Ülkemizdeki Ekonomi bilindiği gibi git gide geriliyor.
Bu da ülkemizi ister istemez tedirgin ediyor.
Kahramanmaraş’ta Esnaf maalesef Kan ağlıyor, birçok esnaf kepenek kapadım işyerlerini kapatıyor.
Ekonomideki bu müthiş gidişattan rahatsız olan dış güçler ve yerli iş birlikçisi hainler, gezi olaylarını başlattı.
Bundan sonra ise Fetö devreye girdi ve 17-25 Aralık darbe girişimlerinde bulundu.
Diğer taraftan Avrupa ve Amerika ekonomik saldırıya geçti.
Uluslararası değerlendirme kuruluşları; Her gün istikrarı bozucu açıklamalar ve eylemlerde bulundu. Başarılı da; oldular; Piyasada tedirginlik yarattılar, Güveni sarstılar, Dış yatırımcının önünü kestiler.
Nihayetinde, arkasından; Cumhuriyet tarihinin en kanlı darbe ve istila girişiminde bulunuldu.
Bu hain saldırılar her geçen gün artmaya devam etti.
Tüm bu hain saldırılara rağmen ekonomimiz, gayet dirençli ve yapısal olarak dinamik duruyor.
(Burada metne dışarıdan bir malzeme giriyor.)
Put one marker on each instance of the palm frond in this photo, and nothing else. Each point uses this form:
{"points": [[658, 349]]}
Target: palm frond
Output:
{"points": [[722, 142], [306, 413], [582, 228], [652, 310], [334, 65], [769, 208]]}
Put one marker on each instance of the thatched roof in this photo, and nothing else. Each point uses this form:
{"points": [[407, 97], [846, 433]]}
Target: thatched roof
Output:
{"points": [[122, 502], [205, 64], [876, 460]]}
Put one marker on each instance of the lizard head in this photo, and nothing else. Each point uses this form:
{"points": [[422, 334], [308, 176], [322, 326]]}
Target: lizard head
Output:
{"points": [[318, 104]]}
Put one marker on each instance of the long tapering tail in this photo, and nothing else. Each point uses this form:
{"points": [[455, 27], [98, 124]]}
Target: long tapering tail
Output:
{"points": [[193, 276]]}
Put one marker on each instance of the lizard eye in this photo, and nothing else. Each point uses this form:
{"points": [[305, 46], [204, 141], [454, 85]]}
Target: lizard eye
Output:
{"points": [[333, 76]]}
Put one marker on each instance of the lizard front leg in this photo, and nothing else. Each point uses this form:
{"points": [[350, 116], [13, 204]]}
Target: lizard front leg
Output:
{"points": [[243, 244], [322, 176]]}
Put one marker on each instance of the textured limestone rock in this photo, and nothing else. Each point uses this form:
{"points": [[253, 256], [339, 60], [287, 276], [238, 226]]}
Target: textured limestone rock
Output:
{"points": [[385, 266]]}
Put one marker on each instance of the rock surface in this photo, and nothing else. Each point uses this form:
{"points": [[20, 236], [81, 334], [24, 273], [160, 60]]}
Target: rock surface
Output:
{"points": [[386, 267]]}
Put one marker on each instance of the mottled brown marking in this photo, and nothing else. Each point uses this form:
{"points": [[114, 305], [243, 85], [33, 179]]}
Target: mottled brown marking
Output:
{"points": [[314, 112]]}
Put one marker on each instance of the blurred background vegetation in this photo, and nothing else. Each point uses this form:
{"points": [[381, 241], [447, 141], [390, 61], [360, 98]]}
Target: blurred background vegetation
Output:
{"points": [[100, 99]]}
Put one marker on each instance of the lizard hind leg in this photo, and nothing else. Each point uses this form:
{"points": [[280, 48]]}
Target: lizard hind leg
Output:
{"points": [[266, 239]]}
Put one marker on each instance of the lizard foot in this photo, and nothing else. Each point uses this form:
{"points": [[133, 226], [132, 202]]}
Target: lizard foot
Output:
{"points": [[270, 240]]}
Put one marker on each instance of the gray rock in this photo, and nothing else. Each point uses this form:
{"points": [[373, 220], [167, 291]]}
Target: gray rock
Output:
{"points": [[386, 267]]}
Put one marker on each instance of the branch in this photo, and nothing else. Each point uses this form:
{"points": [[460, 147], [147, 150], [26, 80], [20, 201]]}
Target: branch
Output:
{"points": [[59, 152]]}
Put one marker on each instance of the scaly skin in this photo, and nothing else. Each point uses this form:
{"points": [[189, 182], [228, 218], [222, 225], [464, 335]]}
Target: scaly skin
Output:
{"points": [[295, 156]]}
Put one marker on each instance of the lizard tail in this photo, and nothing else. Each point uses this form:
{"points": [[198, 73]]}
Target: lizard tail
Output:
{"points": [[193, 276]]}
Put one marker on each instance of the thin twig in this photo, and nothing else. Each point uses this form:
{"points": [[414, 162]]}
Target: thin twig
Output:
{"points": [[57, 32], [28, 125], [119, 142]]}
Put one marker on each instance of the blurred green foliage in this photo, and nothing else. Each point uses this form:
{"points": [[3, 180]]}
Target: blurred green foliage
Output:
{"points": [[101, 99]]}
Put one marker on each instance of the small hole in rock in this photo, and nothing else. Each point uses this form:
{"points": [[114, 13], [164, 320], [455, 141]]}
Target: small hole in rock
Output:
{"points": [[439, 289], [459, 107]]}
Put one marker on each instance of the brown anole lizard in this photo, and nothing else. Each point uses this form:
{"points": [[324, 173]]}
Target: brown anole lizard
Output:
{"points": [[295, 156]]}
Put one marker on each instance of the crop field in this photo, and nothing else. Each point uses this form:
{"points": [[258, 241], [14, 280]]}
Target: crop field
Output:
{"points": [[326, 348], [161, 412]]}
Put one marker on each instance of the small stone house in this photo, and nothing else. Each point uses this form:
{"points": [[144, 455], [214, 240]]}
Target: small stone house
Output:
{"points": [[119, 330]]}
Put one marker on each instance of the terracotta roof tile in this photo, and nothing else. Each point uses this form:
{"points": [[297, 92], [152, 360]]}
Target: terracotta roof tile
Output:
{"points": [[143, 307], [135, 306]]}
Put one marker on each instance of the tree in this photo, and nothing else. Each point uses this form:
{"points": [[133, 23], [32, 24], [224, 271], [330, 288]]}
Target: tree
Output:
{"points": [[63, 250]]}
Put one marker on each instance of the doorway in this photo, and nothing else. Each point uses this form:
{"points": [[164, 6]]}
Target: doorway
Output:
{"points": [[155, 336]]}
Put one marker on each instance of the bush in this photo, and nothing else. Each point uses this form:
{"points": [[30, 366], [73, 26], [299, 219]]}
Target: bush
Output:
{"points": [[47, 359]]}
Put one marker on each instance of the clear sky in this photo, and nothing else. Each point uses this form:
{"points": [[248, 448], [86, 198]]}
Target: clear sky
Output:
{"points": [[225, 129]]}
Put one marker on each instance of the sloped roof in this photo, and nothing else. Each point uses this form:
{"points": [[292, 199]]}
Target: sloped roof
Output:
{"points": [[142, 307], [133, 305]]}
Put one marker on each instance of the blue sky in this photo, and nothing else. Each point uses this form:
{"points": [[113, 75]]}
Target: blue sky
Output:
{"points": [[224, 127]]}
İşin Daha Da İlginci "Yavuz Hırsız Misali" ekonominin kötüye gitmesi için her türlü işi yapanlar bugün "ekonomi mahvoldu, öldük, bittik" edebiyatı yapıyorlar.
Bu kadar hainliğe değil, Türkiye ekonomisi; dünyanın hiç bir ekonomisi tepkisiz kalamazdı.
ABD, Dolar imparatorluğunu 2. dünya savaşından sonra; zaten ilan etmişti.
Çünkü dünyada ilaç, silah, petrol, gibi ana maddelerin satışı sadece dolar ile yapılmak zorunda idi. Dünya altın borsası tamamen ABD´nin kontrolünde bir yapılanmaya sahiptir.
Dünyada, Dünya para birimi olarak ilan ettiği; doları, basan ve yöneten ülke; kendisidir.
Karşılıklı yahut karşılıksız parayı istediği gibi basma yetkisi elindedir.
Tarihte buna benzer olaylar yaşanmış...
Dünya üzerindeki kimi devletlerin; yer altı ve yer üstü zenginliklerinin kontrolü onlar tarafından yapılmaktadır.
Bazı devletlerden açıkça, haraç almayı; bir görev olarak görmektedirler.
Dünya üzerinde kendi kontrolünde olmayan, zenginlikleri, kontrol altına almak adına; her türlü riski(savaş dahil) göze almaktadırlar.
Biz bunları yazarken, şu andaki ekonomik durumları; görmemezlikten gelmiyoruz.
Sadece durum tespiti yapıyoruz. Bu durumun kendiliğinden ortaya çıkmadığı, bu durumu bazı olayların körüklediğini, hatırlatmak istiyoruz.
Gezi olaylarında etrafı yakıp, yıkanların sorgulandığını sanıyorum.
Ancak, Ülkeye bu kadar ekonomik zarar verenlerin, bu komplonun içerisinde olanların, destek verenlerin; yargılanacağı günleri ümitle bekliyorum.
Para ile terör estirenlerin, para üzerinden tahribat yapmak isteyenlerin de; ödeyeceği bir bedel olmalıdır...
Tüm bu olumsuzluklara rağmen; Ülkemizin kendi silahını kendinin üretmesi oranının, gittikçe yükselmesi; bizi gururlandırmaktadır.